As the dough is mixing, drop in cubes of butter, and continue mixing on medium to high speed for another 5 to 10 minutes. Dough will come off the bowl but will be a tad sticky. Remove dough, wrap in plastic wrap. Refrigerate for 1 hour.
Make the butter for croissants
On a floured surface, place the softened butter, and pound out to a 6 by 6-inch square, approximately ½ an inch thick.
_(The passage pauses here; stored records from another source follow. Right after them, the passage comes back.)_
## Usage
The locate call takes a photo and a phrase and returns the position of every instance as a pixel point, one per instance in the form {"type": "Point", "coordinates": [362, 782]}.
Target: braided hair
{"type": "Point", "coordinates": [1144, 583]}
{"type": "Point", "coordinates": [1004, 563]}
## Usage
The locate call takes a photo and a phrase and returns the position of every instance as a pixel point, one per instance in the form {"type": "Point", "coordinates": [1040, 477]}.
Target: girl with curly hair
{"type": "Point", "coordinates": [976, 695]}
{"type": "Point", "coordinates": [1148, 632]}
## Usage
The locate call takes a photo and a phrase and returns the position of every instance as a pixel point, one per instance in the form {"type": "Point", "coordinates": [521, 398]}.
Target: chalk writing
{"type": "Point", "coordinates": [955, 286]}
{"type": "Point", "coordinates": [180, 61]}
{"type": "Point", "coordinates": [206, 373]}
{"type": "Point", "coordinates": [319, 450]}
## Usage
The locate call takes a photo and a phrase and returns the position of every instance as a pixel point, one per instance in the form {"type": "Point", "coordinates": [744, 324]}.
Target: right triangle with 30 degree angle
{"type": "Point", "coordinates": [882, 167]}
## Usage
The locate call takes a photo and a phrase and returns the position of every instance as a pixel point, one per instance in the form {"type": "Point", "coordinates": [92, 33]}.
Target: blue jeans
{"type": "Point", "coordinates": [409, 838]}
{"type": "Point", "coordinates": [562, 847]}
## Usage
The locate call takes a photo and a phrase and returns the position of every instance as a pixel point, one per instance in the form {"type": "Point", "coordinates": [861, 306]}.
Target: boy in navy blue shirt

Set in the fridge. This square will create the flaky layers between the dough in the croissants.
Finish the croissants
Remove dough from refrigerator and roll out on a lightly floured surface to a 12 by 12-inch rectangle. Place butter square in the middle of the dough, and fold dough around butter first lengthwise in thirds, creating a tall rectangle. And then top to bottom to form a square. Wrap in plastic wrap, and return to the fridge for 2 hours.
Remove from the fridge, roll out, taking care to repeat the 12 by 12-inch rectangle, repeat, and then cover for another hour in the fridge. You will begin to see layers of dough and butter forming that create the flakes in the croissant.
Make the filling
In a small bowl, combine hazelnut spread and rice crispies. Set aside.
Form the croissants
Preheat the oven to 400 degrees. On a floured surface, roll chilled dough out to a 20 by 20-inch rectangle, approximately ¼ inch thick, and then divide the dough in half lengthwise. Divide each half into thirds, widthwise, and then cut each small square in half into triangles. Place about 2 tablespoons of hazelnut spread in the center of each.
Roll each croissant up and place on a baking sheet lined with parchment paper, and allow to proof. Once they have doubled in size, cover with the beaten egg, and bake for 18 to 20 minutes until golden brown. Remove from oven, and allow to cool for up to 20 minutes.
Decorate the croissants
Drizzle the melted milk chocolate over the croissants. Sprinkle with chopped hazelnuts, and serve. Croissants taste best the day of.